Sitting in a federal courtroom Thursday, listening to prosecutors outline the cases against five watermen who pleaded guilty to poaching striped bass to supply a black market, was like reviewing an indictment of slipshod work by Department of Natural Resources officials.
Some examples:
* Commercial check-in stations were allowed to be run by people who had records of fishing and crabbing violations.
* Watermen weren't required at the end of the season to turn in surplus tags used to mark their catches, which prevented anyone from checking tags against catch reports.
* Tags weren't marked with the year.
* Striped bass caught in stationary nets, called pound nets, were being tagged with hook-and-line tags. Since pound netters received 25 percent of the annual commercial allocation and hook-and-liners and gill netters received the rest, it's easy to see how the system could be gamed.
* Employees of the agency - even Fisheries Service and Natural Resources Police officers - were allowed to hold commercial licenses and striped bass permits.
Certainly the sloppiness of DNR officials' cutting corners is no excuse for the greed and lawlessness of the watermen and fish wholesalers who took millions of dollars worth of striped bass from the Chesapeake Bay and Potomac River.

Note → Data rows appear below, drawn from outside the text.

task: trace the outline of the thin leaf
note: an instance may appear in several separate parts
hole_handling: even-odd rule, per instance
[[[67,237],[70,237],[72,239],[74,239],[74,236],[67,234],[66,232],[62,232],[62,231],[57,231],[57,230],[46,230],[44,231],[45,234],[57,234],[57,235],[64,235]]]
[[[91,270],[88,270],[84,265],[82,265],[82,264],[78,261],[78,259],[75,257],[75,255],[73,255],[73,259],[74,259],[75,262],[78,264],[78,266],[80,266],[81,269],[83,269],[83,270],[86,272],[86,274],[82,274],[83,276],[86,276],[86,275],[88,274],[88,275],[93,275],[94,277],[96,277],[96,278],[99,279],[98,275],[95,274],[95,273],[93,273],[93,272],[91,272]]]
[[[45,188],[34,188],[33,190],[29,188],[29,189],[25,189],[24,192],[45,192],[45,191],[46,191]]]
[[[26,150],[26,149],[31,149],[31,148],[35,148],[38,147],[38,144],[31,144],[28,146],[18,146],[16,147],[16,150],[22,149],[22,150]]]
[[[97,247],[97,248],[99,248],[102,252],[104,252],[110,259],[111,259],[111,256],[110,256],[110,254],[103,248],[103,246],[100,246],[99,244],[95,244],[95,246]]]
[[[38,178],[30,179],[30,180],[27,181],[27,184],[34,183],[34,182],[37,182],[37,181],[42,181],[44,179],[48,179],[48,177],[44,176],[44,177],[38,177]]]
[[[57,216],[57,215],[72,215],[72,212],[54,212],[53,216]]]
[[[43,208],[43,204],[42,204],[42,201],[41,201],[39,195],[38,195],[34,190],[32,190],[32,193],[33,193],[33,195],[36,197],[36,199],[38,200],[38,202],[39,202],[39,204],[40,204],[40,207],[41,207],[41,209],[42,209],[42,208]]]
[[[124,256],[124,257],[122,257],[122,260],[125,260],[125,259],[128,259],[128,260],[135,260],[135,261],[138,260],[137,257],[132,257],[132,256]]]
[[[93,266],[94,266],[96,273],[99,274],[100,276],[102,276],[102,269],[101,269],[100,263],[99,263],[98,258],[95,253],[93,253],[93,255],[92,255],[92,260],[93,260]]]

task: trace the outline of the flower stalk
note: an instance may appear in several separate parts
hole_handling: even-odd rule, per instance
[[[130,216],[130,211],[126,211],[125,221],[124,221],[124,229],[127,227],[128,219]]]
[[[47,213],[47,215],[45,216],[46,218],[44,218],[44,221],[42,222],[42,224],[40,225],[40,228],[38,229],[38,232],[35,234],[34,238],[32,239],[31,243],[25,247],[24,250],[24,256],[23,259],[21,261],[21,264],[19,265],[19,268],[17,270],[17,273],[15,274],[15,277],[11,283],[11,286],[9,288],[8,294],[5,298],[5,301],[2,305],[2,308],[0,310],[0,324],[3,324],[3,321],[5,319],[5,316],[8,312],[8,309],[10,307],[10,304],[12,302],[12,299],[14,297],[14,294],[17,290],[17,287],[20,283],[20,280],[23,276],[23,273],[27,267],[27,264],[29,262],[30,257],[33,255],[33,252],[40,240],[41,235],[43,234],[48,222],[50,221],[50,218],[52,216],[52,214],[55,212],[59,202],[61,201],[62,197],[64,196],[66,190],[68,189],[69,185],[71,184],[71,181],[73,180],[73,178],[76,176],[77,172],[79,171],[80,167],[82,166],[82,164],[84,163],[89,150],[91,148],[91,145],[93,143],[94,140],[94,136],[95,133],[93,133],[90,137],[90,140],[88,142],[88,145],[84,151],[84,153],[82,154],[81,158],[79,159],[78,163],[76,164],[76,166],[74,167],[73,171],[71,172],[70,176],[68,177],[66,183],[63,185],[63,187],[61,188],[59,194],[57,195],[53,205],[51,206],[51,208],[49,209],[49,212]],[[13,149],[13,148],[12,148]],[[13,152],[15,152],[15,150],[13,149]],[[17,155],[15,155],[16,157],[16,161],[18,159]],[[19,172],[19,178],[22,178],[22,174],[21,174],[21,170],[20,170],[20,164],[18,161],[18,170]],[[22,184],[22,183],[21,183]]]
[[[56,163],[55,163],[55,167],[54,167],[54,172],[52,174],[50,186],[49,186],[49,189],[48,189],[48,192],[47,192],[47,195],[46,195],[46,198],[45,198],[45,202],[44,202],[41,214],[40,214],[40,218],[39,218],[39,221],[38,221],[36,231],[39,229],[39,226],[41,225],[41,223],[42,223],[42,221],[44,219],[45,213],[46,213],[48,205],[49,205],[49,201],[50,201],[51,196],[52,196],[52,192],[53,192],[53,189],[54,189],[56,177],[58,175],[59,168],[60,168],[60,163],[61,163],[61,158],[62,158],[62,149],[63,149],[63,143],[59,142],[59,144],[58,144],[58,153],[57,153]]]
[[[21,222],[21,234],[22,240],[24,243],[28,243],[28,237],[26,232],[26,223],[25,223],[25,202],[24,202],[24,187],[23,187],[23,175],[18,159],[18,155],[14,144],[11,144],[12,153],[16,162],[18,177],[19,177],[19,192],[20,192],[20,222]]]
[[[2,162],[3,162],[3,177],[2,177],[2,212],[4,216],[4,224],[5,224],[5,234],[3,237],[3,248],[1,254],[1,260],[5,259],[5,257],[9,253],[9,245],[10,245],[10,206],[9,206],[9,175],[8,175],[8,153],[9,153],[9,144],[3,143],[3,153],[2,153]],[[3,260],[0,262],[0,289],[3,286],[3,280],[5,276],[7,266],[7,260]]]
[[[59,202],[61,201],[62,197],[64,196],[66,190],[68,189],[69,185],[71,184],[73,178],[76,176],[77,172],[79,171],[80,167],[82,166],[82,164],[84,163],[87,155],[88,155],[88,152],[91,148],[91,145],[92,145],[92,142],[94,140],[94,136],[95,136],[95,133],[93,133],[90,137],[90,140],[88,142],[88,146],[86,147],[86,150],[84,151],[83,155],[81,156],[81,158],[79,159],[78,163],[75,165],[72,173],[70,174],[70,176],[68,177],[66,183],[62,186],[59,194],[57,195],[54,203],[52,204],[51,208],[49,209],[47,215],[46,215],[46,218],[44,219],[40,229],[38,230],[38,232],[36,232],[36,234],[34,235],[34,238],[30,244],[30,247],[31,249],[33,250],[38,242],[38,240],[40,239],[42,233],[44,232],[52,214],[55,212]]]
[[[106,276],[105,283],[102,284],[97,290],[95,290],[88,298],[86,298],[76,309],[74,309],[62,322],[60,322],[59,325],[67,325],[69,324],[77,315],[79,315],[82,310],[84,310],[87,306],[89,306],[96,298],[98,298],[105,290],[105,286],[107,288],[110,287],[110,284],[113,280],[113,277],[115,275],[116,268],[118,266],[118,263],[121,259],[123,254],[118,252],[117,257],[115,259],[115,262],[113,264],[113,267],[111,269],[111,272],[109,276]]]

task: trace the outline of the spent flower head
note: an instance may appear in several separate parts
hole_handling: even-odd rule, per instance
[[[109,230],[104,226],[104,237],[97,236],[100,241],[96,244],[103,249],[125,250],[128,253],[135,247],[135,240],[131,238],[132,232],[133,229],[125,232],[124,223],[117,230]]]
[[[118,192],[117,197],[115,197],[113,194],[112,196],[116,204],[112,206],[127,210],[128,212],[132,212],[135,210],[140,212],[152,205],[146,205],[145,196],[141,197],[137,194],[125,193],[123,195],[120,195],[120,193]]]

But a lot of the loopholes used by the guilty were knitted from 2003 to 2007, which matches the time period of the federal poaching investigation. And now DNR is scrambling to repair the damage.
"The rules changed five or six years ago. If you look at these arrests and look at the dates, this is when it started happening," says Larry Simns, head of the Maryland Watermen's Association. "They were trying to save money, and they took the lock off the door. Watermen looking for an edge can figure it out real quick if there's a way to make money off it."
During those four years, the lieutenant governor declared that watermen wouldn't have anything to worry about, Natural Resources Police changed superintendents three times, the number of officers shrank and a commercial waterman without a science background was named deputy fisheries director.
Now, sometimes Simns and I exchange heat-seeking missiles in lieu of Christmas cards. But in this case, it's important to note that before almost anyone was aware of the trouble brewing in Southern Maryland, Simns began making noise about hanky-panky going on with pound net and hook-and-line tags. Not in some private place, but at meetings of the Tidal Fish Advisory Commission.